2001 India accuses a Pakistan-based Islamic militant group of carrying out the suicide attack on Parliament and demands that Pakistan arrest the group's leaders.


2001 Israel launches night incursions into villages, killing six Palestinians, and arresting 40 "terrorist suspects." Israel confirms for the first time that it is looking for a successor to Palestinian leader Yasser Arafat.

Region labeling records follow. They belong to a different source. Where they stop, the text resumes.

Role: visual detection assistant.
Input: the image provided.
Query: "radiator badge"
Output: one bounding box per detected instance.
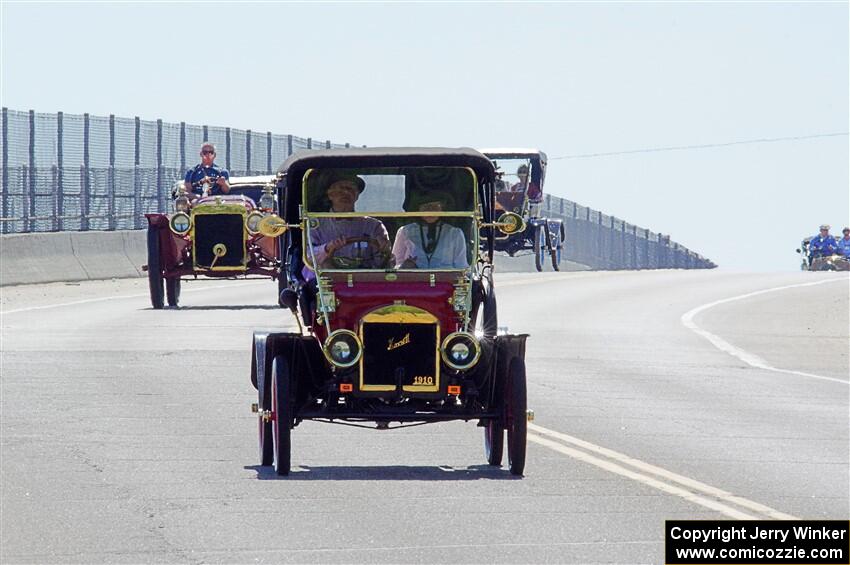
[387,332,410,351]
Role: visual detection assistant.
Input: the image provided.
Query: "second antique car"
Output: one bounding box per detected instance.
[480,148,566,271]
[251,148,530,475]
[143,175,281,309]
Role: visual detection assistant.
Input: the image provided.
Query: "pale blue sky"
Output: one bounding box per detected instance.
[0,2,850,270]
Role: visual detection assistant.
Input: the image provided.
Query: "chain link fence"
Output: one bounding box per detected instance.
[0,108,715,269]
[541,194,717,270]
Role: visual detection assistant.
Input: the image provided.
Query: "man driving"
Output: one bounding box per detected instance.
[183,141,230,200]
[304,171,391,280]
[393,193,469,269]
[809,224,838,257]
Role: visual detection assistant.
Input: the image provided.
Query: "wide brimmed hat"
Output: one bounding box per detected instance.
[317,170,366,192]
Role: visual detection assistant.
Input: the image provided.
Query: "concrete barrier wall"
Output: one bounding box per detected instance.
[0,230,147,286]
[0,230,589,286]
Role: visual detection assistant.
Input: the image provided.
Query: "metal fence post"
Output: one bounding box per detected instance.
[50,163,59,231]
[56,112,65,231]
[180,122,186,173]
[632,226,638,269]
[2,107,10,233]
[80,114,91,231]
[620,221,629,269]
[133,116,139,225]
[24,110,37,232]
[245,130,251,176]
[224,128,230,171]
[266,131,272,175]
[156,120,168,212]
[106,114,118,231]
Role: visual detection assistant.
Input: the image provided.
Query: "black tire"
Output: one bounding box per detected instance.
[148,226,165,310]
[533,225,546,271]
[549,224,564,271]
[277,273,288,308]
[484,420,505,467]
[505,357,528,476]
[165,278,180,308]
[272,355,294,475]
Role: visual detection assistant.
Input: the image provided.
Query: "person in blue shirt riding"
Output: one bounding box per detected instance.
[183,141,230,199]
[809,224,838,257]
[836,227,850,259]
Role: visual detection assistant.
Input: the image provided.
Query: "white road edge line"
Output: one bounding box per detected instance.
[528,424,799,520]
[681,278,850,385]
[0,281,263,316]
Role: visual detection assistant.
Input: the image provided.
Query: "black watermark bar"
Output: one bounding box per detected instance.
[664,520,850,565]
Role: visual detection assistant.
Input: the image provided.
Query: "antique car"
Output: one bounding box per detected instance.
[480,149,566,271]
[797,237,850,271]
[142,175,282,309]
[245,148,530,475]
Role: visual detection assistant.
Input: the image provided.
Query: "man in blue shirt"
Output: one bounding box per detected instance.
[183,141,230,199]
[836,228,850,259]
[809,224,838,258]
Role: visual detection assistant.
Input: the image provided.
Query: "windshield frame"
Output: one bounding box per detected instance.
[299,166,483,279]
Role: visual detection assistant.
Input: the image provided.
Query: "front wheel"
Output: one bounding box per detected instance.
[272,355,294,475]
[549,224,564,271]
[505,357,528,476]
[148,226,165,310]
[533,225,546,271]
[165,278,180,308]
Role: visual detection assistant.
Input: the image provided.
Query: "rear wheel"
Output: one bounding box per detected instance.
[148,226,165,310]
[272,355,294,475]
[165,278,180,307]
[484,419,505,467]
[505,357,528,476]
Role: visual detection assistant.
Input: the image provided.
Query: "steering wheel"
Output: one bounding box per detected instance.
[328,236,390,269]
[192,176,221,196]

An Arafat aid called the Israeli raids "a new massacre by the Israeli forces."

2001 British officials say they will send a 12-member team to Kabul to gather information on the preparation of a United Nations force that will arrive later in the month to protect the capital of Kabul.

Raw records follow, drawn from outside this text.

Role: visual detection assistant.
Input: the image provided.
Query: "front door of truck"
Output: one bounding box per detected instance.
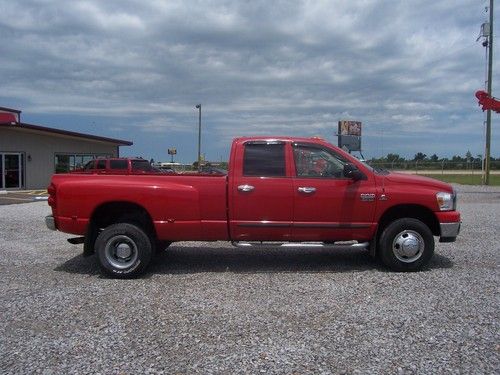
[229,141,293,241]
[292,143,376,241]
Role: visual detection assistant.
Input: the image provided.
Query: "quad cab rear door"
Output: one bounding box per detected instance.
[228,140,294,241]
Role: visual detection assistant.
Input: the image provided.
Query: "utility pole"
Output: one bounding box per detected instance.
[483,0,493,185]
[195,104,201,172]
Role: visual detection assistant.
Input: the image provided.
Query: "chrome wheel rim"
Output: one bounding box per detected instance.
[104,235,138,269]
[392,230,425,263]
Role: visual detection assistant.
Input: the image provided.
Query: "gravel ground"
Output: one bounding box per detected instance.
[0,186,500,374]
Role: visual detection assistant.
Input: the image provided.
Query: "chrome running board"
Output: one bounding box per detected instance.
[231,241,370,249]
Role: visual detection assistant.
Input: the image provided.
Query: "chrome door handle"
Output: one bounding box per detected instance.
[297,186,316,194]
[238,185,255,193]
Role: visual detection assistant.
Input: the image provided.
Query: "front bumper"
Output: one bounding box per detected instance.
[45,215,57,230]
[439,222,462,242]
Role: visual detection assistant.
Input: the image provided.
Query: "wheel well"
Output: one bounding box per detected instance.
[377,205,440,239]
[84,202,156,253]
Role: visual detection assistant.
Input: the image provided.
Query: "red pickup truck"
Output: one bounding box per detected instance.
[46,137,460,278]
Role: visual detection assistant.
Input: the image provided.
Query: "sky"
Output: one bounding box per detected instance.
[0,0,500,163]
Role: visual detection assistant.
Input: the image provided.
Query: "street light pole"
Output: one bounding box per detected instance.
[484,0,493,185]
[195,104,201,172]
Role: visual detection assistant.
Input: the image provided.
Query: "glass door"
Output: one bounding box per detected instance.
[0,153,23,189]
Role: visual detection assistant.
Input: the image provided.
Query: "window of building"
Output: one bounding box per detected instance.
[54,154,111,173]
[243,142,286,177]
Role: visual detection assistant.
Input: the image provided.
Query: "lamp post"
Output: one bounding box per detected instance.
[483,0,493,185]
[195,104,201,172]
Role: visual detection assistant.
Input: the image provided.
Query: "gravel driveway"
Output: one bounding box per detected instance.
[0,186,500,374]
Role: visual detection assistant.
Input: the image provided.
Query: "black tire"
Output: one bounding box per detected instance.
[378,218,434,272]
[155,240,172,254]
[95,223,153,279]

2001 Afghan fighters supported by American aerial bombardment say they have routed the remnants of the al-Qaeda forces in the positions they held in the Tora Bora caves, and only a small pocket of fighters now remain on a snow-capped mountain ridge in eastern Afghanistan near the border with Pakistan.


2001 US President Bush urges patience in the hunt for Osama bin Laden saying, "I don't know whether we're going to get him tomorrow, or a month from now, or a year from now, but we're going to get him."

2001 Captured American Taliban fighter John Walker is moved from Camp Rhino in southern Afghanistan to a US navy ship in the Arabian Sea. A US Defense Department official characterizes Walker's disposition as a "battlefield detainee."


2001 Hundreds of US marines from camp Rhino begin the occupation of the strategic Kandahar airport.

2001 Many newspapers in the Arab world play down the significance of the videotape of Osama bin Laden who discusses the September 11 attack. Some Arabic news agencies question the authenticity of the video, which brings a strong response from President Bush who declares, "This is bin Laden unedited. It's preposterous for anybody to think that this tape is doctored. That's just a feeble excuse to provide weak support for an incredibly evil man."

2001 The last remaining large piece of the World Trade Center is prepared for removal from Ground Zero and NYC officials say the piece will be stored and later used as part of a future memorial.


2001 US Attorney General John Ashcroft say that an interagency task force will review ways to prevent leaks of classified information.